Cependant, l’approche de l’exercice du pouvoir discrétionnaire en vertu de l’article 42 en première instance, laissée ouverte et sans doute approuvée par la CdA, ouvre la porte à de nouveaux arguments que les parties qui résistent à une demande en vertu de l’article 42 peuvent faire valoir s’il existe une contestation défendable de la compétence du tribunal.
Premièrement, lorsque le respect de l’ordonnance pourrait causer un préjudice réel (contrairement à la présente affaire où l’ordonnance portait sur le cautionnement pour l’attribution et pour les frais), la partie concernée pourrait bien avoir la possibilité de faire valoir que la contestation juridictionnelle en cours rend une ordonnance en vertu de l’art. .42 inapproprié.

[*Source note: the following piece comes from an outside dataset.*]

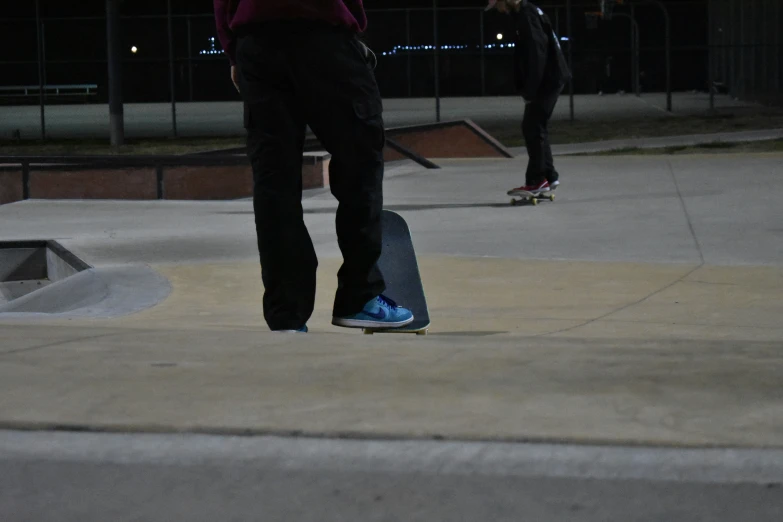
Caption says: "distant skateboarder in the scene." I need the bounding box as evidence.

Deuxièmement, lorsqu’une ordonnance est demandée à un stade précoce de la procédure, ou lorsqu’il y a un court intervalle entre la mesure provisoire initiale du tribunal et la demande d’ordonnance en vertu de l’article 42, il peut être possible de faire valoir que le tribunal ne devrait pas ( au moins encore) ordonner l’exécution de l’ordonnance lorsqu’il existe un cas défendable d’incompétence du tribunal.
L’un ou l’autre de ces arguments peut avoir plus de force si le tribunal doit déterminer sa propre compétence avant toute audience sur le fond, et une telle décision n’a pas encore été prise.
Enfin, alors que le document de consultation de la Commission du droit sur la réforme de l’AA 1996 reflète l’opinion selon laquelle l’article 42 n’a pas besoin d’être modifié en faveur des ordonnances péremptoires du tribunal, il soulève la question de savoir si l’article 42 pourrait également être utilisé pour exécuter les ordonnances de l’arbitre d’urgence. Cela peut conduire à un amendement de la p.42 pour clarifier cela.